Here are some helpful tips to think about when writing the content of your listing.
Less is more when it comes to a listing title. For your title, consider what 3-8 words will most accurately capture what your item is.
Consider this watercolour painting by Vicky Curtin at mycoveart.felt.co.nz. Some title ideas might be:
– Goldfish Painting
– Original watercolour painting
– Goldfish watercolour painting
– Original watercolour painting of a goldfish
– Watercolour on paper: Goldfish (original)
Each of these options could work, but it’s worth thinking about which words are most important and draw attention to your key selling points. Keep it succinct and on point – every word should be there for a reason.
The words in your description, title, and keywords are used on Felt for the search function, so be sure to use words that will help your prospective customers find your item. Imagine you are buying the product without ever seeing it before – what would you want to know? Put yourself in your customer’s shoes.

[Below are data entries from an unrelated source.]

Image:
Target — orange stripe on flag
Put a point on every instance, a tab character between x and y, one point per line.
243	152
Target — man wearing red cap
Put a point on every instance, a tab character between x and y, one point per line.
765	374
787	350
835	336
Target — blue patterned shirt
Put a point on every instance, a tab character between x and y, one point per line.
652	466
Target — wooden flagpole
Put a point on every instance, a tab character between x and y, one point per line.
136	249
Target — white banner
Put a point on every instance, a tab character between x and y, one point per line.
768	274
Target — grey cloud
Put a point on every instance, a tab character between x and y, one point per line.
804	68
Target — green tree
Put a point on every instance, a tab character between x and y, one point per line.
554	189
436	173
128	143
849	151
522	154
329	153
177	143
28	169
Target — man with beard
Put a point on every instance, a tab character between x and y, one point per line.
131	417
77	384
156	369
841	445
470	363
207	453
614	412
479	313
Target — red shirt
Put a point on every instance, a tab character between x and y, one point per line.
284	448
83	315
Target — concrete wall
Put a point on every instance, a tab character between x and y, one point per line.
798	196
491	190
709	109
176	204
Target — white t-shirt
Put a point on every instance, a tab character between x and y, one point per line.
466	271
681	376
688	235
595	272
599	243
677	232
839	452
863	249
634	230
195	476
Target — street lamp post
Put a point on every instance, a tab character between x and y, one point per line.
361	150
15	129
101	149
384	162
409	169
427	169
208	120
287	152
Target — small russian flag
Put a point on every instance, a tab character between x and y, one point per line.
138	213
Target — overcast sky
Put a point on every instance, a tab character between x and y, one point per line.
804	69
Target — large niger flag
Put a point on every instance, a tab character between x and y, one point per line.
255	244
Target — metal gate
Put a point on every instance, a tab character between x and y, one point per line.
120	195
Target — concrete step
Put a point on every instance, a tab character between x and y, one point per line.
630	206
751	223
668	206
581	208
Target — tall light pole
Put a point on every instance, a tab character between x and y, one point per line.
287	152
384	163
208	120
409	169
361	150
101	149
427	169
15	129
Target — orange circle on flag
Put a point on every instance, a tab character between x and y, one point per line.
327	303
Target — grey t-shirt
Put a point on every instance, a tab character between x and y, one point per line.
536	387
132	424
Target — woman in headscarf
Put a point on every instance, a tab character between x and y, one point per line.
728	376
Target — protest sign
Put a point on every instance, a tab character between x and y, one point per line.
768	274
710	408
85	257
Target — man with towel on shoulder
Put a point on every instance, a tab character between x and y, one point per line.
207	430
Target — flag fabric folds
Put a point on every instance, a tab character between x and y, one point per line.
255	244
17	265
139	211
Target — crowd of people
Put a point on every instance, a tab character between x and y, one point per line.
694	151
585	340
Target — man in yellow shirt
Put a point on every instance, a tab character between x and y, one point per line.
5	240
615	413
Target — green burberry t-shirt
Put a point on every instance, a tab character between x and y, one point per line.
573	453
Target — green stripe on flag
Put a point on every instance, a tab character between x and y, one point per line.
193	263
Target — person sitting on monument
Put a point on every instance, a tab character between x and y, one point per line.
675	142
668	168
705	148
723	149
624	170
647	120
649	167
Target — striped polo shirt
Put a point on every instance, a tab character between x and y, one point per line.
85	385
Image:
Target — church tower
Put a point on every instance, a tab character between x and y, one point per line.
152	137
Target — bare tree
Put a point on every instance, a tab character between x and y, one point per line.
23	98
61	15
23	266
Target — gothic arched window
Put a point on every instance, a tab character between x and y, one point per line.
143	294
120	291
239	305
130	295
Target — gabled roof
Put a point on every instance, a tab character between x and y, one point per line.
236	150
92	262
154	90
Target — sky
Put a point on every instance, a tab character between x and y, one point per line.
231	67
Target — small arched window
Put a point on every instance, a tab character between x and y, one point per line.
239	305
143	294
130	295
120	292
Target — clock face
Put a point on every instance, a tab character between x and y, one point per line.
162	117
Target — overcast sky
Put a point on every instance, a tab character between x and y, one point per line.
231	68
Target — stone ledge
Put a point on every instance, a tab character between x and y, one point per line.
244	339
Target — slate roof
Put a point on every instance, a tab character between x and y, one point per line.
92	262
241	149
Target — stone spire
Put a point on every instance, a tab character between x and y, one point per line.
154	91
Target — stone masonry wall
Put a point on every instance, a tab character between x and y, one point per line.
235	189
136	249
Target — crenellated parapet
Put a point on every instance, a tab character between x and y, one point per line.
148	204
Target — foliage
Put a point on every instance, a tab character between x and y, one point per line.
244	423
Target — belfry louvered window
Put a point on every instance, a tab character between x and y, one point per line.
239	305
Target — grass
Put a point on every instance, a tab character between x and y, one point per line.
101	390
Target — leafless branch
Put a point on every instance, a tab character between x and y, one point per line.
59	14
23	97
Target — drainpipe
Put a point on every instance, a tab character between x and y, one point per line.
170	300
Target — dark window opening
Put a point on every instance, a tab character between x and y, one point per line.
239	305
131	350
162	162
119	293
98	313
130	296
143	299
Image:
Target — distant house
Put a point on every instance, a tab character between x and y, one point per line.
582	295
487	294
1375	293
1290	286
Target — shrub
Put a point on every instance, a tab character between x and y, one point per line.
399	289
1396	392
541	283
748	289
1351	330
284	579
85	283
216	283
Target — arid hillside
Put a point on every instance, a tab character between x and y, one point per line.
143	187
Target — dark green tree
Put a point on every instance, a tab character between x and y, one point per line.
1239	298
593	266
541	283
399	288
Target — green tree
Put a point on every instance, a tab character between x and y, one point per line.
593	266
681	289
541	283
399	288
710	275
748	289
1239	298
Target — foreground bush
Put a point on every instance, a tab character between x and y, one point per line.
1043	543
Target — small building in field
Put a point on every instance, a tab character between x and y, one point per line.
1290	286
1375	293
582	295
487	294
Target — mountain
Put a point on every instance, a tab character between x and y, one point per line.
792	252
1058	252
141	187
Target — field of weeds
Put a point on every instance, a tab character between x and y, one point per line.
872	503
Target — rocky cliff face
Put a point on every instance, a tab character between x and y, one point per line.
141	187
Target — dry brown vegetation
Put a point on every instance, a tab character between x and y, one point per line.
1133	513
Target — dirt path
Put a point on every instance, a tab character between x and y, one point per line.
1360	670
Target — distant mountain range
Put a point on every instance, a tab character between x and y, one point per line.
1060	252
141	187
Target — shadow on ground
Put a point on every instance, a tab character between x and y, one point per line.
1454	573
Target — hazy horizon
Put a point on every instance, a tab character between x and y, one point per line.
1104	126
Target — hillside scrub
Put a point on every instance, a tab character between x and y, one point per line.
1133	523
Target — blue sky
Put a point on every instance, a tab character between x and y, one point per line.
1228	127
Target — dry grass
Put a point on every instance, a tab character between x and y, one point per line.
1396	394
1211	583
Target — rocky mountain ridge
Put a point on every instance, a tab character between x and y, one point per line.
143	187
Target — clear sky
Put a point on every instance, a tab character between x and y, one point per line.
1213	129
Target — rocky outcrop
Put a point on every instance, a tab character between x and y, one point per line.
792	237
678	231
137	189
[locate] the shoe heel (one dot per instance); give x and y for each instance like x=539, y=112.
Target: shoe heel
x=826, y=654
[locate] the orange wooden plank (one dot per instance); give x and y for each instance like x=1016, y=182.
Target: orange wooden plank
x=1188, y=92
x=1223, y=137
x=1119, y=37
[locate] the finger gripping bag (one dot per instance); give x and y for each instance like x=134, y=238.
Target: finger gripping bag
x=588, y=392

It’s important to remember that prospective buyers probably aren’t experts in your craft, so using overly technical terms can be unhelpful. Assume that your customer only knows a little bit about what you do and give them some detail about your techniques, creative process, and inspiration.
Part of the value of an item is in its story, so make sure you’re telling that. Everybody likes to be able to talk knowledgeably about something they’ve bought – you are giving your customer that backstory.
Some things you might include:
- what the item is, and be specific! e.g. rather than “green scarf” say “lime green lacy crocheted scarf”
- where or how it can be used e.g. “wall hanging”, or “outdoor table”, or “perfect for the lounge”…
- what it is made of e.g. “wood” or “cedar”, or “linen cloth”, or “recycled parchment”…
- why it is uniquely valuable e.g. “my own design”, or “one-off” or “limited run”…
- how it was made, processes and techniques, e.g. “hand-woven”, or “designed and built in our home workshop”, or “laser-cut”…
- dimensions and any size options
- colours and any options
Consider the different things that buyers could be looking for, and how they would find this item. While buyers are often focused on photos (read more about taking great photos here), they may be searching for a particular subject (boat, giraffe, green), a type of thing (painting, tea towel, necklace), a particular material (wood, concrete, linen), or a particular craft (ceramics, hand-carved, customised). Make it easy to be found for all of the reasons that your item would be a good choice for a customer.
Above all, be honest.
As well as the written description of your product, Felt allows ten keywords or tags for each listing which are used by the search function.
Keywords are words customers might use to search for your product. Coming up with keywords is not always as easy as it sounds. Use a thesaurus. Use a dictionary. If your product has an alternative name or if there’s a common typo or mis-spelling of the name of your product, include it as a keyword.
- Colours – what’s the dominant colour of your product? Does it have secondary colours?
- Style – funky, elegant, techno, emo, classy, casual, sporty…
- Texture or pattern – rough, smooth, soft or grainy… stripy, spotty, floral…
- Materials – wool, paper, cotton, wood, metal…
- Properties – warm, strong, durable, delicate…
- Potential uses
- Occasions – Valentine’s Day, house-warming, Mother’s Day, wedding or 21st…
- Who would it appeal to? Gardeners? Sports fans? Movie buffs? Kids?
To make the most of your keyword allowance, use a selection of ideas from the list above (maybe keywords 1 and 2 are colours, 3 is style, 4 is textures, 6 and 7 are materials, 8 is an occasion it could be appropriate for and 9 and 10 are people it might appeal to).
Devise a system that works for your product and use it to keep your shop consistent and speed up your listing process.